Courtesy European Space Agency (ESA/Hubble).

Stars twinkle because we view them through our atmosphere, says James Lattis, director of University of Wisconsin–Madison Space Place.  “Seen from the moon, where there is no atmosphere, stars do not twinkle at all, but here on Earth starlight passes through many miles of air on its way to our eyes.”

A ray of starlight bends slightly each time it enters warmer or cooler air, Lattis says, and this happens frequently as the ray passes through the atmosphere. “Each temperature zone is something like a bubble of warmer or cooler air, and they are usually rising and falling, which means that the path of the starlight is constantly and randomly shifting,” Lattis says. “We see that unsteady shifting as twinkling.”
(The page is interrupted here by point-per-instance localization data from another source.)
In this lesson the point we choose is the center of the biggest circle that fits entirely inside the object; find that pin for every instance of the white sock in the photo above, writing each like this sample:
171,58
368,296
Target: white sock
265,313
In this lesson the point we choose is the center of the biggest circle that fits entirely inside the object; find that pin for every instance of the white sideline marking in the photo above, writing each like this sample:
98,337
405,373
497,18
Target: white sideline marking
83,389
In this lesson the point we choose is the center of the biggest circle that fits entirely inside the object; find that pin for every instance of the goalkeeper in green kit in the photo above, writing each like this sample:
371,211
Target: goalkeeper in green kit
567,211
So why don’t planets twinkle? “Except for the sun, stars are so far away that they look like dimensionless points to us, so their rays of light reach our eyes in a very narrow beam,” Lattis says. “As that thin beam twitches, the star twinkles.”
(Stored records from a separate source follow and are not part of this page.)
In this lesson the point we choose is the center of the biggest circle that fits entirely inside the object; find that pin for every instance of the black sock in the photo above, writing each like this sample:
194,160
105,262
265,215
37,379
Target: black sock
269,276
Planets are so much closer that we can actually see their disks, which means a much thicker bundle of light rays reaches our eyes, and each takes a slightly different path through the atmosphere, Lattis says. “The shifting of the atmosphere causes a twinkle in any given point on the planet’s disk, but these points average out, so planets generally don’t twinkle nearly as much as stars.”